Um grupo de cientistas brasileiros desenvolveu um composto 100% nacional, com potencial para tratar tumores, infecções virais (incluindo a sida) e não-virais (tuberculose e malária), a um custo estimado de 10 milhões de dólares, segundo uma reportagem citada no site da Globo, o G1.
O trabalho do médico Odilon da Silva Nunes acabaria por levar ao desenvolvimento do P-Mapa®, medicamento produzido a partir da fermentação de um fungo, que mostrou em experiências laboratoriais e estudos preliminares com humanos, agir como imunomodulador, ou seja, é capaz de reequilibrar o sistema imunológico abalado pelo ataque de tumores, vírus, bactérias ou protozoários, tornando-o mais forte para combatê-los. Essa capacidade foi confirmada em estudos conduzidos em Institutos Nacionais de Saúde dos EUA.
A investigação, que começou isolada no laboratório caseiro de Odilon e por décadas enfrentou resistência de instituições, hoje reúne cerca de 150 investigadores no Brasil (de instituições como Unesp e Unicamp) e no exterior, num esquema de rede aberta de pesquisa que se assemelha às plataformas de desenvolvimento de software livre.
A Farmabrasilis, ONG criada para coordenar a rede internacional de pesquisas, detém a patente do composto e distribui para os interessados em fazer pesquisa.
P-Mapa®
Os hamsters que foram inoculados com cancro e tratados com o P-Mapa® praticamente não desenvolveram a doença, em comparação com o grupo de controlo.
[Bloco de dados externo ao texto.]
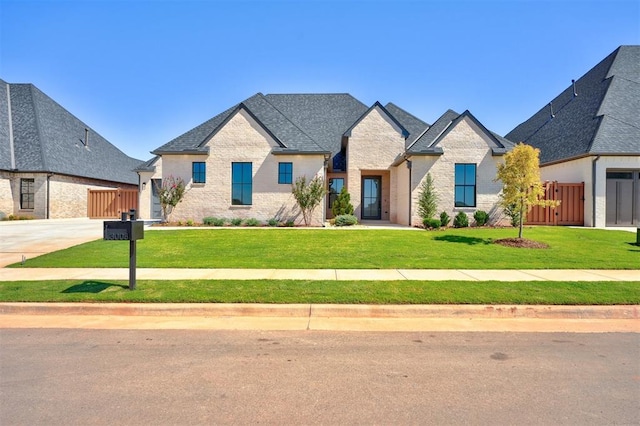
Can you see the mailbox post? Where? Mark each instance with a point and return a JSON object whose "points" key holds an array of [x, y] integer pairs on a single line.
{"points": [[130, 230]]}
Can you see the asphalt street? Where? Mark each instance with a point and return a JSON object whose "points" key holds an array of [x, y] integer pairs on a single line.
{"points": [[170, 377]]}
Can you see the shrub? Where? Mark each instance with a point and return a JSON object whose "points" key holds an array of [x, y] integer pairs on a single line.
{"points": [[428, 199], [481, 218], [346, 220], [461, 220], [431, 223], [444, 219], [252, 222], [513, 213], [342, 204]]}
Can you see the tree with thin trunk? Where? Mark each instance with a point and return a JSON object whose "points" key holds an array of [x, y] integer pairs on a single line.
{"points": [[521, 185], [308, 195]]}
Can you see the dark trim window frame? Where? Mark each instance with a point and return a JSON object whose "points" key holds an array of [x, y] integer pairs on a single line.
{"points": [[285, 173], [199, 172], [465, 185], [241, 184], [335, 186], [27, 194]]}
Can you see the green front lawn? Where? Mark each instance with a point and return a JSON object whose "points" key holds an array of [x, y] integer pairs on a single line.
{"points": [[356, 292], [470, 248]]}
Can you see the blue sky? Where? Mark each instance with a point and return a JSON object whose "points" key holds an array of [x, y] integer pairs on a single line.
{"points": [[143, 72]]}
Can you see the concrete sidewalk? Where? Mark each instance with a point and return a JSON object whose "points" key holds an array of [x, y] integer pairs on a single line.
{"points": [[35, 274], [211, 316]]}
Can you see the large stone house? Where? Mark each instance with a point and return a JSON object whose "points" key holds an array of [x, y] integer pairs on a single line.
{"points": [[591, 133], [242, 162], [49, 159]]}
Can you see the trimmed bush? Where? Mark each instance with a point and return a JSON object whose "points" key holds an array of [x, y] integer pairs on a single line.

A ideia era perceber se o medicamento seria capaz de evitar o surgimento da doença, então foi aplicado ao mesmo tempo que a substância carcinogénica. Após 22 semanas, os animais medicados ou não desenvolveram nenhum tumor visível ou tiveram uma doença bem menos agressiva que o grupo de controlo.
Além disso, em estudos pré-clínicos o fármaco mostrou ter efeitos terapêuticos muito significativos no tratamento do cancro e uma virtual ausência de toxicidade e efeitos colaterais.